Julia was a scientific computing language made by scientific computing experts. They did a great job on some things, but whiffed a few major decisions early on.
I’m sorry, but I’m going to disagree with you on that. Can you point to any of the language designers who had a background in programming language theory? The closest thing I see is Bezanson’s work on technical computing, which seems laser-focused on array programming. I don’t really see anything related to types or program transformations.
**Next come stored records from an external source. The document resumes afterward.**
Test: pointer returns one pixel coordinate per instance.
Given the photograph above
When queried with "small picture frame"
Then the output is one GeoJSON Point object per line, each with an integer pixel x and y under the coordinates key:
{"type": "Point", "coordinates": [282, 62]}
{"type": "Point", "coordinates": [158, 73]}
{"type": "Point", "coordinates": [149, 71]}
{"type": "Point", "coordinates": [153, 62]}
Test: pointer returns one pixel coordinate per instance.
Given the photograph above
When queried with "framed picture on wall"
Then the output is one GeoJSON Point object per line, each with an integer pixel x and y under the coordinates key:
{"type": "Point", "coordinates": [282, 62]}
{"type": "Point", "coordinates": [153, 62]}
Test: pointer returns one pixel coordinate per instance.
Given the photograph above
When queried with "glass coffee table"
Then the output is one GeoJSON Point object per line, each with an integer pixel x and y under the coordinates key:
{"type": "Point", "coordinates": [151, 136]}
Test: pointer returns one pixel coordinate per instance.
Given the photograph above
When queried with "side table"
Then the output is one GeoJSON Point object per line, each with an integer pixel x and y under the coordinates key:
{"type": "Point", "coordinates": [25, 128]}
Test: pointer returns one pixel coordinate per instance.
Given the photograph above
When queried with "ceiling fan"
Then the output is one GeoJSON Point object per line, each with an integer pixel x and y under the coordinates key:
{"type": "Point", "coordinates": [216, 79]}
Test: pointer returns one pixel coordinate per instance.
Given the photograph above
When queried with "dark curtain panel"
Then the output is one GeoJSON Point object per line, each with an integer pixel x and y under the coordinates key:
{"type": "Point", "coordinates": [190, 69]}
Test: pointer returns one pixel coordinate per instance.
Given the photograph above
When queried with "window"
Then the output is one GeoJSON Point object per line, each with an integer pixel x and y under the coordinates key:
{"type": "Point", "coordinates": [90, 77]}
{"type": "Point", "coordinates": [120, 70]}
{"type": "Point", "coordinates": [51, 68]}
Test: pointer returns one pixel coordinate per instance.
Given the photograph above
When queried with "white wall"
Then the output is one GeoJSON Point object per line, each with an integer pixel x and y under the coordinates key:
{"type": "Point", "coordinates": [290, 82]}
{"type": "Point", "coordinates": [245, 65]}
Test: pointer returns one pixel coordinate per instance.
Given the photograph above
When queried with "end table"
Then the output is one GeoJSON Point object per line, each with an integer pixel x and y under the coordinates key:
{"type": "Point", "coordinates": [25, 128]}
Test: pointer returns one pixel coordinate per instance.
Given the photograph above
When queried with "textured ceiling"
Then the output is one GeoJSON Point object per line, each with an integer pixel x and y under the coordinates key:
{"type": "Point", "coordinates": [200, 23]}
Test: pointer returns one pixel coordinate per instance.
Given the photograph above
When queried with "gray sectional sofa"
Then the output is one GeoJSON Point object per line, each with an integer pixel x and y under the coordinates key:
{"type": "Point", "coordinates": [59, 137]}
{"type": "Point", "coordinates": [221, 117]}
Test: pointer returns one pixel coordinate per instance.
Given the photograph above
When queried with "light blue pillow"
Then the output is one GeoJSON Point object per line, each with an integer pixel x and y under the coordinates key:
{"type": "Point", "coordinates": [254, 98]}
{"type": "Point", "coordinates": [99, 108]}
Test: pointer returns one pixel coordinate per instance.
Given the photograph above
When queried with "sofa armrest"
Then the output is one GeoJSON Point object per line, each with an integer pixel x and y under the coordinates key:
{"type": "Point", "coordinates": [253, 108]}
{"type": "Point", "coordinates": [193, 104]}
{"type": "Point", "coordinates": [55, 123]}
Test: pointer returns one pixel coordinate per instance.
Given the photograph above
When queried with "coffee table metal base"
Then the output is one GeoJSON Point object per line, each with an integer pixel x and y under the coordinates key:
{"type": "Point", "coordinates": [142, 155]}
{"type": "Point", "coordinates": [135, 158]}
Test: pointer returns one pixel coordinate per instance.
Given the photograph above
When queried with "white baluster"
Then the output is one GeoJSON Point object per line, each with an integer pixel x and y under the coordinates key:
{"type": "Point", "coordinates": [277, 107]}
The always on jit was a big mistep (IMO, the opt-in torchscript model is much better). I tried a julia a few times and it was just too slow to be usable for anything remotely exploratory. Every year or so, I'd read "TTFP has been improved", so I'd try again and it was still slow as mollasas in siberia. I suspect a lot of people had that experience and will be hard pressed to give julia a real shot at this point, even it it does/has fix the problem.
In general, I’d say there’s too much superficial flexibility but not enough control.
- I wrote this elsewhere: I find their approach to memory management/mutable arrays really hits the worst of both worlds (manual memory management and garbage collection). You end up trying to preallocate memory but don’t actually have control over memory allocations. I find the dynamic type system exacerbates this.
- It’s a very big language, even in the IR. So proper program transforms like mapping functions or autograd are quite difficult to implement.
- Static compilation is really hard, which makes it a non-starter for a lot of domains where it could have made inroads (robotics, games, etc).